TitleDigitisation of Community Indigenous Knowledge in Developing Countries: A Strategy for Uganda
Publication TypeConference Paper
Year of Publication2005
AuthorsMagara, E.
Secondary TitleMuseums and the Web 2005: Proceedings
Conference Start DateApril 13 - April
PublisherArchives & Museum Informatics
Place PublishedVancouver, British Columbia, Canada
EditorTrant, J., & Bearman D.
Keywordscommunity indigenous knowledge, cultural heritage, digitization requirements, indigenous knowledge, indigenous knowledge systems, preservation of indigenous knowledge, strategies for digitization

Ugandans aspire for positive cultural values for the promotion of socio-economic development and equal opportunities for all -- a heritage that is free of negative cultural values, practices and traditions. However, the major constraint of developing countries has been the absence of community-based information systems to enable local people to contribute to decision-making, planning and management. While technological advancement constitutes a vital component of economic development, there is a conspicuous and persistent lack of indigenous knowledge (IK) technological advancement and a greater dependency on exogenous technologies. A qualitative research design team collected data from various IK communities and institutions that were selected purposively. Interviews, observations, and document analysis were the main forms of data collection. IK experts, knowledgeable and skilled personnel, and community leaders, among others, were selected. Data was analyzed and presented according to the main objectives and themes of the study. It was observed that there is hardly any system of recording, documenting, preserving and safeguarding documentary heritage, or of democratizing access and raising awareness of its significance to the achievement of community objectives.

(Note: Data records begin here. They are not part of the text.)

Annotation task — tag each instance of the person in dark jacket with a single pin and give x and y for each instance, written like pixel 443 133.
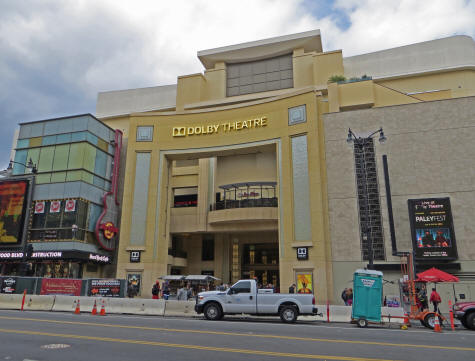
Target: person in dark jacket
pixel 435 299
pixel 156 290
pixel 166 291
pixel 131 291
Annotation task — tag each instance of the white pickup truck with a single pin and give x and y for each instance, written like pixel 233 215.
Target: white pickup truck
pixel 244 297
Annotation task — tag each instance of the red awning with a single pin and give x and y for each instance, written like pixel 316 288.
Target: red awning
pixel 435 275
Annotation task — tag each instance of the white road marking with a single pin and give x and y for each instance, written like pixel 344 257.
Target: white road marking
pixel 268 324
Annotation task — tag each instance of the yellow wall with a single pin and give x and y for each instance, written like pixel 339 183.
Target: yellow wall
pixel 201 101
pixel 265 168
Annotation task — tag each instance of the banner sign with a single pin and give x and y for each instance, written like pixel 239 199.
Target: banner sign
pixel 55 206
pixel 70 205
pixel 60 286
pixel 304 283
pixel 104 288
pixel 302 253
pixel 432 229
pixel 8 285
pixel 12 210
pixel 40 207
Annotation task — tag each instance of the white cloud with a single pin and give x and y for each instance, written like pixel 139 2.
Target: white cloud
pixel 377 25
pixel 56 55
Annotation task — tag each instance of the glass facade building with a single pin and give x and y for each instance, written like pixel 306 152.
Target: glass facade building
pixel 74 160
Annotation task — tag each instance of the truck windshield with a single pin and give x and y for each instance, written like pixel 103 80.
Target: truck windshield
pixel 242 287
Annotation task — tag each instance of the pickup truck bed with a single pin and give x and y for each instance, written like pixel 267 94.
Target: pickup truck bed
pixel 244 297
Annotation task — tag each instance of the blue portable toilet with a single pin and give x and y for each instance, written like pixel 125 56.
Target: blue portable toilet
pixel 367 297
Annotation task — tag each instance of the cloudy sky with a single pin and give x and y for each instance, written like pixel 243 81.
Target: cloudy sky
pixel 56 55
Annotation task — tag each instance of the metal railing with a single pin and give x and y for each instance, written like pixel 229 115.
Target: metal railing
pixel 244 203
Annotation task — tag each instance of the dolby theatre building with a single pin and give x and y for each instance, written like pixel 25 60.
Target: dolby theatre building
pixel 244 170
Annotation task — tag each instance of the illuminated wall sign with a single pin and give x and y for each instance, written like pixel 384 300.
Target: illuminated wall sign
pixel 11 255
pixel 134 256
pixel 99 258
pixel 47 255
pixel 226 127
pixel 12 210
pixel 302 253
pixel 432 228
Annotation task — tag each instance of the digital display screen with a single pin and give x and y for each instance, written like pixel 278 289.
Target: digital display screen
pixel 12 210
pixel 432 228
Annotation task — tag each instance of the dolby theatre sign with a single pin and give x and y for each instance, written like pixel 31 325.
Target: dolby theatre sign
pixel 226 127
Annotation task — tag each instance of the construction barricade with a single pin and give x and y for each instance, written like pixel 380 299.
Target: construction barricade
pixel 180 308
pixel 38 303
pixel 10 301
pixel 136 306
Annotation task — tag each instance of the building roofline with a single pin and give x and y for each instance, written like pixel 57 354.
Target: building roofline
pixel 261 49
pixel 66 117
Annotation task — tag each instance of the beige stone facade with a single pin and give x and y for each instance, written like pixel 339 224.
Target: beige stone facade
pixel 430 155
pixel 266 121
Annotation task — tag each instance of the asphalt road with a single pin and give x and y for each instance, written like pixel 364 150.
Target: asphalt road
pixel 63 336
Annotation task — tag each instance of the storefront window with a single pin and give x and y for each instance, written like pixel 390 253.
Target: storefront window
pixel 55 219
pixel 207 250
pixel 185 197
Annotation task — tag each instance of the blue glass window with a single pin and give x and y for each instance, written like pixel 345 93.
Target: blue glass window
pixel 63 138
pixel 94 213
pixel 22 143
pixel 100 167
pixel 91 138
pixel 20 157
pixel 78 137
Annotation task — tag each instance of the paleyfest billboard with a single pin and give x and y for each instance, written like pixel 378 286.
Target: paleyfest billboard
pixel 432 229
pixel 12 210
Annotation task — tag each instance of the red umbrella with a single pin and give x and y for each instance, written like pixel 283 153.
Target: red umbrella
pixel 435 275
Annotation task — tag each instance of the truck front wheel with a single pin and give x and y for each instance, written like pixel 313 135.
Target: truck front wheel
pixel 470 321
pixel 213 312
pixel 288 314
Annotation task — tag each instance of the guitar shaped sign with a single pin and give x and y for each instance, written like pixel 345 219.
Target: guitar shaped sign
pixel 106 230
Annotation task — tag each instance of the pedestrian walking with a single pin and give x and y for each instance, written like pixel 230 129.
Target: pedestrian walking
pixel 166 291
pixel 189 292
pixel 156 290
pixel 349 297
pixel 131 291
pixel 344 296
pixel 435 299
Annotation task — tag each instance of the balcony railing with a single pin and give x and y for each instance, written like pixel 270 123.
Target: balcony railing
pixel 244 203
pixel 177 253
pixel 246 195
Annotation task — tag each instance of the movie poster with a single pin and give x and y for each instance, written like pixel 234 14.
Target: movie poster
pixel 134 280
pixel 304 283
pixel 432 228
pixel 60 286
pixel 104 288
pixel 12 210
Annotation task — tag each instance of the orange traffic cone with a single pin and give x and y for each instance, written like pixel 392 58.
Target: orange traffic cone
pixel 77 311
pixel 437 324
pixel 94 309
pixel 406 321
pixel 103 309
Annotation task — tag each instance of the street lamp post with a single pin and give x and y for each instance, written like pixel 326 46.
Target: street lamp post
pixel 362 142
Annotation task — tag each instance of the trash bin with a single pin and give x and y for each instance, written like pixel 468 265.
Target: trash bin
pixel 367 297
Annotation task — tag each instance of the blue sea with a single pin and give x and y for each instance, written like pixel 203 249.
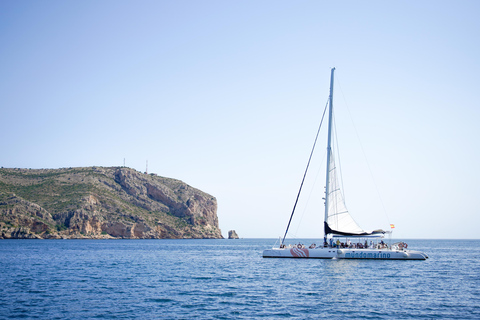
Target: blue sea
pixel 229 279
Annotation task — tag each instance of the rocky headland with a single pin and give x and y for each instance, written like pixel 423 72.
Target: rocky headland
pixel 102 203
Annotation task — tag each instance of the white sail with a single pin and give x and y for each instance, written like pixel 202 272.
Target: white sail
pixel 339 219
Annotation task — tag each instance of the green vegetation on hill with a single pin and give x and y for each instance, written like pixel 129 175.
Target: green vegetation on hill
pixel 97 202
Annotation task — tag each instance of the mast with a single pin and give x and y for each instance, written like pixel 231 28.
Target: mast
pixel 329 149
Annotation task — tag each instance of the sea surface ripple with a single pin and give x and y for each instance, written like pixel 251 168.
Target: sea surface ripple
pixel 229 279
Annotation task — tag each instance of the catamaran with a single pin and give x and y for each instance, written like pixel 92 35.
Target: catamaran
pixel 339 224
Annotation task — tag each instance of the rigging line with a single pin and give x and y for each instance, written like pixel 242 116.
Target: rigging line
pixel 335 136
pixel 364 155
pixel 304 175
pixel 311 192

This paper attempts to establish the documented IK, the content, form and attributes of records kept about IK; assesses the digitization requirements; and propose strategies for its digitization in Uganda. This strategy would provide direction to various stakeholders towards the digitization process. A co-ordinating unit in the country, with appropriate management structures in place to set guidelines and carry out marketing and awareness strategy, is a priority for the appropriate digitization of IK in Uganda.